Contraception: Daring to Challenge The Erotic Idol
Although contraception is on a different level of moral gravity than abortion, its widespread acceptance in the western Catholic world has no less devastating effects. Here I am not just thinking of contraception as a practice but as a mentality, a way of thinking about sexuality which severs the affective from the procreational, and the physical from the spiritual.
Sexuality has become a god who must be worshipped in today’s society. Enthroned on his altars, whether “straight” or “gay”, he must be honoured and served on every possible occasion. Anyone who dares confront him or call his bluff will be treated with fury. This is why any suggestion that Humanae Vitae is still valid, or that celibacy for the priesthood still makes sense, or that handing out condoms might not be the best way of combating AIDS, is treated not just with contempt but with thinly disguised rage, not only by self-confessed secularists but by nominally Catholic journals such as The Tablet.
Once again, it is not just the head, but the heart and the imagination that will have to provide the answer. Rehearsing the arguments of Humanae Vitae, excellent and compelling as they are, is not of itself enough. A new way of seeing and picturing authentic human sexuality has to be found.
Fortunately we do not have to do this from scratch: the rudiments of it are there in Pope John Paul II’s magnificent Theology of the Body. But the reception of this teaching in the Catholic Church here has been disappointing, to put it mildly, enamoured as we still seem to be with the same tired slogans about the primacy of individual conscience and the need to adapt to today’s mentality.
Beyond Modernism: A Truly Catholic Renewal
To conclude; the way we picture God’s mercy and the way we imagine today’s world are closely related.

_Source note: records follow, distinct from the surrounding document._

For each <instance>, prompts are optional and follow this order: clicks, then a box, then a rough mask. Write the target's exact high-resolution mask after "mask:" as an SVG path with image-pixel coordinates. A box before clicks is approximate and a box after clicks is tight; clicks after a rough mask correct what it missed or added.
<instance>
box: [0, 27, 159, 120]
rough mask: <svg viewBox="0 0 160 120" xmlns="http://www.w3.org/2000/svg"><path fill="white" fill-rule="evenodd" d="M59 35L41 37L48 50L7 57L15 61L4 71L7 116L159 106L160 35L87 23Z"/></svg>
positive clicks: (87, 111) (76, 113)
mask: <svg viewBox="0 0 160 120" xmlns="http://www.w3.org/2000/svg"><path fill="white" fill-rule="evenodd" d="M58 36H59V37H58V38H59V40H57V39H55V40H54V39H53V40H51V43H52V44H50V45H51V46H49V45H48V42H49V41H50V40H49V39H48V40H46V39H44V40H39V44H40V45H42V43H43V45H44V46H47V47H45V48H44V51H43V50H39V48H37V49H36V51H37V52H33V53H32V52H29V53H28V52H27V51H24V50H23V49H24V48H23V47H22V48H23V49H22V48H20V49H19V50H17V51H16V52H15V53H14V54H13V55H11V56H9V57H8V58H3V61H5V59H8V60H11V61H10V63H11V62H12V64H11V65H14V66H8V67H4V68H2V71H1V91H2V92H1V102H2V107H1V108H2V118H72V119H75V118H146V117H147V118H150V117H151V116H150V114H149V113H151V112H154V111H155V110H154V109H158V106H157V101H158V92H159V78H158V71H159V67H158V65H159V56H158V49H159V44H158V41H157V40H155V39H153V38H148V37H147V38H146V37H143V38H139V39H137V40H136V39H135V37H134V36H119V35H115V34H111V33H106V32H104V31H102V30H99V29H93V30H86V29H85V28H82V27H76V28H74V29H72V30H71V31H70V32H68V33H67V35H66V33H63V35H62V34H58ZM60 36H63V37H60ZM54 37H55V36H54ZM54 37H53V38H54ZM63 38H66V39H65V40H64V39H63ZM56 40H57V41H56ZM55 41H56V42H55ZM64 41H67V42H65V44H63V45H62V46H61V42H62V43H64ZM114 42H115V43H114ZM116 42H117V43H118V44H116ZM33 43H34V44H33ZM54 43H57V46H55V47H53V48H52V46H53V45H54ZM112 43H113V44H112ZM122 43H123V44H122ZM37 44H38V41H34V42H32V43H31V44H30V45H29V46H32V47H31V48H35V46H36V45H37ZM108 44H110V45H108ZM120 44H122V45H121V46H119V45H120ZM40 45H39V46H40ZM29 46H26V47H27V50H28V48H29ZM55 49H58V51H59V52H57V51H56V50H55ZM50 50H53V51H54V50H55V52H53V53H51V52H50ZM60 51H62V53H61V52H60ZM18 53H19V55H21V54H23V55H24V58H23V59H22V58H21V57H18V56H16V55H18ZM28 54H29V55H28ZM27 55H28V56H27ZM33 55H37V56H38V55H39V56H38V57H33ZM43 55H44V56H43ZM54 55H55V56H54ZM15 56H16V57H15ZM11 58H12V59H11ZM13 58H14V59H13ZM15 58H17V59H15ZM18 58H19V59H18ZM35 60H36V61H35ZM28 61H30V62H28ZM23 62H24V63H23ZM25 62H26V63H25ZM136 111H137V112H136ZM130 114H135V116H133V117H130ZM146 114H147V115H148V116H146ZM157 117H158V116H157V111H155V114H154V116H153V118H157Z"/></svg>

We do not know what sin is until we glimpse God’s holiness. We have no idea of human misery unless we know we are destined for glory and communion with God and his saints. The works of Tolkien and Lewis frequently contrast the innocent world of the hobbits or the enchanted planet, with the world of Mordor or “that hideous strength.”
But another connection the Catholic imagination needs to make is where the whole enterprise is going for us in England and Wales. The phrase “conversion of England” used to galvanise our energies, admittedly towards a goal that was rather narrowly conceived. We need a post-Vatican Two equivalent, something both truly Catholic and yet usable in our multicultural society, something that will get us out of the ghetto we are still largely in, but not in order to conform to middle-class culture, rather to call it to conversion, alongside Christians of other Churches moved by the same zeal.

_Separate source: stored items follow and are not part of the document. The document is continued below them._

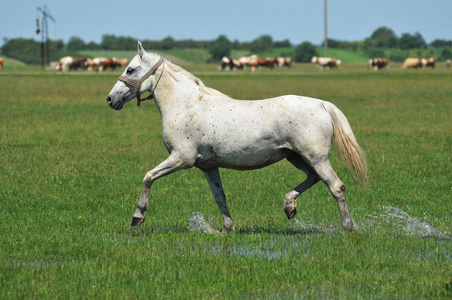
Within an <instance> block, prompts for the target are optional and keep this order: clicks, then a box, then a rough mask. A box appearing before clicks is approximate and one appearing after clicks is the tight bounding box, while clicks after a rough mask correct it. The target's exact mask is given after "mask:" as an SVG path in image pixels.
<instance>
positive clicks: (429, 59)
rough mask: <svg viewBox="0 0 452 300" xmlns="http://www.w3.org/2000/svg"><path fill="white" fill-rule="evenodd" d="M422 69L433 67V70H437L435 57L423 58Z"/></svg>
mask: <svg viewBox="0 0 452 300" xmlns="http://www.w3.org/2000/svg"><path fill="white" fill-rule="evenodd" d="M421 62H422V67H423V68H425V67H432V69H434V68H435V63H436V60H435V59H434V58H433V57H430V58H421Z"/></svg>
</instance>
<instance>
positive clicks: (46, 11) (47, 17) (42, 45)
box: [36, 5, 56, 69]
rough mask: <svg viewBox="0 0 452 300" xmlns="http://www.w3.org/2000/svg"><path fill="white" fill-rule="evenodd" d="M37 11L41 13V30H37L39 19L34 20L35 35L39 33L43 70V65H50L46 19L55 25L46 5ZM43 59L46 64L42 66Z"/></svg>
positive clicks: (48, 33) (47, 26) (53, 20)
mask: <svg viewBox="0 0 452 300" xmlns="http://www.w3.org/2000/svg"><path fill="white" fill-rule="evenodd" d="M38 11H40V12H41V13H42V21H41V25H42V30H40V29H39V18H38V19H37V20H36V25H37V29H36V34H39V32H41V68H43V69H44V65H46V66H47V65H48V64H49V63H50V54H49V28H48V23H47V19H50V20H51V21H53V22H54V23H56V21H55V19H54V18H53V17H52V15H51V14H50V12H49V10H48V8H47V6H46V5H44V6H42V7H38ZM44 58H45V59H46V64H44Z"/></svg>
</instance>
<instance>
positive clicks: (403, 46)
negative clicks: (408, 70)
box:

We could do worse than begin with the call issued by the American bishops a few years ago to their people, in which they announced the aim of their evangelisation initiative as “to let every American know they are freely invited to join us in the fullness of Catholic faith”. Orthodox Catholic belief, as Chesterton and countless others have stressed, is the reverse of boring: it has all the “Splendour of Truth”, the excitement and adventure of exploring the countless riches hidden in Christ.
To invite others—all others—in our society to Christ and his Church is not coercion, manipulation, or spin; it is simply to invite them to awaken in heart and mind to what human beings are created for, since, as Gaudium et Spes tells us (no. 22), it is only Christ who fully reveals man to himself.